During the past 3 decades, many studies have reported that the mechanisms of different types of vitamins may reduce the risk of GC. This includes vitamin that function in an irreversibly oxidized form, vitamins that reduce the concentration of nitrite in the stomach, and vitamins that affect free radical-mediated damage to the stomach epithelium . In addition, some studies have indicated that vitamin E is a potent lipid-soluble antioxidant and might be involved in GC prevention by reducing oxidative stress .

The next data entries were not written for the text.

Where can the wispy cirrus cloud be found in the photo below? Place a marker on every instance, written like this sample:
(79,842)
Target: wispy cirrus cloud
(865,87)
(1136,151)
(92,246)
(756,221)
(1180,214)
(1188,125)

Study Strengths and Limitations
The current study has several strengths. First, it addresses both non-antioxidant and antioxidant vitamins and covers a large number of human subjects (1,221,392). This increased the statistical power of the analysis considerably. Second, these results are less likely to be explained by recall and selection bias because of the inclusion of 18 prospective studies (11 RCTs and 7 cohort studies). Third, a statistically significant association was observed in most of the subgroups that adjusted for confounders. These subgroups produced results similar to those of other subgroups. Fourth, the current study not only included RCTs but also many other high-quality observation studies. This was beneficial to identify the relationship between vitamins and GC. Fifth, a significant dose-response relationship was observed between vitamin intake and GC risk (Table 2). Finally, this is the first study to discuss the influence of dosage in the relationship and the effect of all kinds of vitamin compare with early studies.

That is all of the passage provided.